2014-01-04T18:03:35.242Z cpu5:2650)<6>megasas_hotplug_work[0]: aen event code 0x00fb
2014-01-04T18:22:09.967Z cpu4:2646)<6>megasas_hotplug_work[0]: aen event code 0x0007
2014-01-04T18:22:19.525Z cpu7:2648)<6>megasas_hotplug_work[0]: aen event code 0x0008
2014-01-04T18:23:03.797Z cpu2:2647)<6>megasas_hotplug_work[0]: aen event code 0x0072
2014-01-04T18:23:03.937Z cpu3:2651)<6>megasas_hotplug_work[0]: aen event code 0x0051
2014-01-04T18:23:03.937Z cpu3:2651)<6>megasas_hotplug_work[0]: scanning ...

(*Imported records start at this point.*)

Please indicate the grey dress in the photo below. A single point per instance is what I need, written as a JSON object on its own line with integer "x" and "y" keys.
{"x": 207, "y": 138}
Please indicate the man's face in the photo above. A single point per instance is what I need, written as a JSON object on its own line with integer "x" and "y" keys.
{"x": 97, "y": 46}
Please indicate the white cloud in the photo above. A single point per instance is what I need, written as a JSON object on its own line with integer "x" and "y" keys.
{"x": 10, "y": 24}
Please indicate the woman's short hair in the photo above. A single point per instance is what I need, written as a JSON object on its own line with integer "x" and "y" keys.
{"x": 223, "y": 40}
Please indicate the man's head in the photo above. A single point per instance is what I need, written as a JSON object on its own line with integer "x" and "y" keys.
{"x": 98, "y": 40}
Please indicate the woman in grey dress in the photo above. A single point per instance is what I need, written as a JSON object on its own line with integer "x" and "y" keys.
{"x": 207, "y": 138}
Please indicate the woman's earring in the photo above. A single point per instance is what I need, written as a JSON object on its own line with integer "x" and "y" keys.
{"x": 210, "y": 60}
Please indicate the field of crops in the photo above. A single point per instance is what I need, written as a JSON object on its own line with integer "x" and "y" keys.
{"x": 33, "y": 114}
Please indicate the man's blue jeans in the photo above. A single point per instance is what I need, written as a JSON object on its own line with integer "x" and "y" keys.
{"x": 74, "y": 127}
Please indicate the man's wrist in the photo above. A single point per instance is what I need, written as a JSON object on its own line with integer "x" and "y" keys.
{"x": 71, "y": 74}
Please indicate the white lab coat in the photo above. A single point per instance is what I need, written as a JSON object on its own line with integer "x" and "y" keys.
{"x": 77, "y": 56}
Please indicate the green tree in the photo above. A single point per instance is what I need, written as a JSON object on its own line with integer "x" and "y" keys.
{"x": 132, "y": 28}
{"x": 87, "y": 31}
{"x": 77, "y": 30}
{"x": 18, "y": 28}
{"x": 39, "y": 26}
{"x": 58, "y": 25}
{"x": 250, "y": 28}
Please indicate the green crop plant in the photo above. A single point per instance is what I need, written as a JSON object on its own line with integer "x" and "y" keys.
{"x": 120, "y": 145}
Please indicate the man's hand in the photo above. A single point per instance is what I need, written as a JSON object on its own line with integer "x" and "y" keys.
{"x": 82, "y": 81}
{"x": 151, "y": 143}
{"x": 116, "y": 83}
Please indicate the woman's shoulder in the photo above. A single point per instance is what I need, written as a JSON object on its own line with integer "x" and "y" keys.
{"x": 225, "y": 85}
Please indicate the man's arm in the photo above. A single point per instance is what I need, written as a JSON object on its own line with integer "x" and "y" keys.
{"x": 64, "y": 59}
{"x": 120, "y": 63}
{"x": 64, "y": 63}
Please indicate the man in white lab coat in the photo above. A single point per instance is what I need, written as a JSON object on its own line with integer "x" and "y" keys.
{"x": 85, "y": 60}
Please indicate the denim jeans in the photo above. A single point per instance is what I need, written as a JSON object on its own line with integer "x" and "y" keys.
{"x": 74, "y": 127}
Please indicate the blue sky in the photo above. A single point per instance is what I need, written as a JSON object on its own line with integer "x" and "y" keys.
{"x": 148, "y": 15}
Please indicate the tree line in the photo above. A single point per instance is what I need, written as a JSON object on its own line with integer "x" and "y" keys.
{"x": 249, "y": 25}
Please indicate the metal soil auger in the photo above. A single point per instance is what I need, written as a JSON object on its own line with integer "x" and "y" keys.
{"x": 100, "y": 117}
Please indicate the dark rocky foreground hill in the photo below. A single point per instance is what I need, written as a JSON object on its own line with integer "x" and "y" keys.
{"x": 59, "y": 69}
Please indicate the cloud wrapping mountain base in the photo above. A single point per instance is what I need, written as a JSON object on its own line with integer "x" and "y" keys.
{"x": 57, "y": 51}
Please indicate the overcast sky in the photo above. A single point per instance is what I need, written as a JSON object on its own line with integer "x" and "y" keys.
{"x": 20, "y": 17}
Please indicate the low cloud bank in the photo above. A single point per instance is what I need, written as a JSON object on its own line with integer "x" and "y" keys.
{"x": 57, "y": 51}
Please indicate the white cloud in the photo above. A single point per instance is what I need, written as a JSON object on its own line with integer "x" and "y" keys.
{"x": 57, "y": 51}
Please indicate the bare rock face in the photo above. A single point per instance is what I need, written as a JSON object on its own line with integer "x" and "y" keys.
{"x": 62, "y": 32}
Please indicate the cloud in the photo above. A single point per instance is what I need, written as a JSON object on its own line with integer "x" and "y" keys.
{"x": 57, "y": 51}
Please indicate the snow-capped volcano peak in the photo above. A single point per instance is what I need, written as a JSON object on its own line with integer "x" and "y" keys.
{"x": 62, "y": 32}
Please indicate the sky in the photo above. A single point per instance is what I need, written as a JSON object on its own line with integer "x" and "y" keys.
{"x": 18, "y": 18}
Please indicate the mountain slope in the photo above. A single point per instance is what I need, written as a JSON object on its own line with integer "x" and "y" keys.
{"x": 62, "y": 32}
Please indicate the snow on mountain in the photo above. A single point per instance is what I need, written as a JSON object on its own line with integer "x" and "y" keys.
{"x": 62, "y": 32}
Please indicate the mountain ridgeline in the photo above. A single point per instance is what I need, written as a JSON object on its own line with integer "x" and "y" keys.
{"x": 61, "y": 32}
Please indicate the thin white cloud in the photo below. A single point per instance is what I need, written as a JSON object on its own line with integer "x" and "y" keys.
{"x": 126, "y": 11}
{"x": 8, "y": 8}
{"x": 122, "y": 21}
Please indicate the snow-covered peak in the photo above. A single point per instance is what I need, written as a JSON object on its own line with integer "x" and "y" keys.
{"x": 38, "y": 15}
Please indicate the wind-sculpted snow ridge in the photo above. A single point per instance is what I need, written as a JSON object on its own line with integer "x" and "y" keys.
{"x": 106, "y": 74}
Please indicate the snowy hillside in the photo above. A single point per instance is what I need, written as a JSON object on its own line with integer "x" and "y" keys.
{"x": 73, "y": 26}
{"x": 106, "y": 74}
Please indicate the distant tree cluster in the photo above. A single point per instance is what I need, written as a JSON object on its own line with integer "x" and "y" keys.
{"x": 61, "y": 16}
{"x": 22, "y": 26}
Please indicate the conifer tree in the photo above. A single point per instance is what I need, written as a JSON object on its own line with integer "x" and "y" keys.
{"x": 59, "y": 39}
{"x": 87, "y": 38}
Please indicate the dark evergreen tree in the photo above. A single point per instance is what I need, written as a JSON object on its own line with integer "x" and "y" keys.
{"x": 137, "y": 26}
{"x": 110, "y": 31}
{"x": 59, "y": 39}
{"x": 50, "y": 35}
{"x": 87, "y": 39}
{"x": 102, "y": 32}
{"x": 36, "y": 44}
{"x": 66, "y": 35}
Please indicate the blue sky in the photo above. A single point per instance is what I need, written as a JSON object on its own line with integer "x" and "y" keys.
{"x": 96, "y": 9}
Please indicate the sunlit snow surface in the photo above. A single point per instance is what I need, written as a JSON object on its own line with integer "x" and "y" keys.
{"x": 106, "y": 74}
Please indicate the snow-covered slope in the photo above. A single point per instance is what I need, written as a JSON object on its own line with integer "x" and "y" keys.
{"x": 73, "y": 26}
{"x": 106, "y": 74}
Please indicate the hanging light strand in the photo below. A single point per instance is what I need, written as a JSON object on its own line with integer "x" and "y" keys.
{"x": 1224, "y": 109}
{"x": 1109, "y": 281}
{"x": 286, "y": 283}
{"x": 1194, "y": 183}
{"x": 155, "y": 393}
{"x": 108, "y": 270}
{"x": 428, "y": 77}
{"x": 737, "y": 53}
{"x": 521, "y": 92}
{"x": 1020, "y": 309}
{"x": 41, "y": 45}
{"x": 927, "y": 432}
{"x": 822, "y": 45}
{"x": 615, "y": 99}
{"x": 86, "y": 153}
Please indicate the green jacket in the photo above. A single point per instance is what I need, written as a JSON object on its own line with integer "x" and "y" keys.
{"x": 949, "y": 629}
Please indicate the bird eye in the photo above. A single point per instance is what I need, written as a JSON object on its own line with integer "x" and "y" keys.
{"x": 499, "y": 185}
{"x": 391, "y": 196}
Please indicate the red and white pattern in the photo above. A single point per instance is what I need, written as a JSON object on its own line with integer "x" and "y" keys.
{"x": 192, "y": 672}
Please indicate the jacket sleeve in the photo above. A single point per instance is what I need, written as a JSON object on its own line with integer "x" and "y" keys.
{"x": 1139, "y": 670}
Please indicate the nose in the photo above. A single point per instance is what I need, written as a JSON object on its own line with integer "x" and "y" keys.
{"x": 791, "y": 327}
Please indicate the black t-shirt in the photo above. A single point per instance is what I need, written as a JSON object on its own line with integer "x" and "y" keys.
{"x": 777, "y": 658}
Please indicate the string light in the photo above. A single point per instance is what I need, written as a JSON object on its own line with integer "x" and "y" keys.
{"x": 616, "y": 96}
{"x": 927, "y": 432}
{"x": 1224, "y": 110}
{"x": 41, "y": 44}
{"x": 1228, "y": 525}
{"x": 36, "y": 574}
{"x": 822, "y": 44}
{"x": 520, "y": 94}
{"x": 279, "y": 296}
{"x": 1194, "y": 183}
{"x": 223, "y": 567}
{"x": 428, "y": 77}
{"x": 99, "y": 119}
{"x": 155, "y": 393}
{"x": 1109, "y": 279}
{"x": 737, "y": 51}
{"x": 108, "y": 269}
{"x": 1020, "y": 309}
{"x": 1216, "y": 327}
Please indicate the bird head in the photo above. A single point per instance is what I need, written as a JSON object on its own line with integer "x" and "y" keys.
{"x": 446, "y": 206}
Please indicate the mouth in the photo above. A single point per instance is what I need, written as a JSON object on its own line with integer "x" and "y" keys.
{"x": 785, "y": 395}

2014-01-04T18:23:03.982Z cpu3:2651)megasas_slave_configure: do not export physical disk devices to upper layer.
2014-01-04T18:23:03.984Z cpu2:2651)megasas_slave_configure: do not export physical disk devices to upper layer.
2014-01-04T18:23:03.986Z cpu2:2651)megasas_slave_configure: do not export physical disk devices to upper layer.
2014-01-04T18:23:03.987Z cpu2:2651)megasas_slave_configure: do not export physical disk devices to upper layer.
2014-01-04T18:23:05.022Z cpu3:2660)<6>megasas_hotplug_work[0]: aen event code 0x00f9
We can see that last event code is 0x00f9, from the above MegaCLI events, we can see that corresponds to VirtualDisk is Optimal. BTW a full list of megasas events can be seen in this PDF.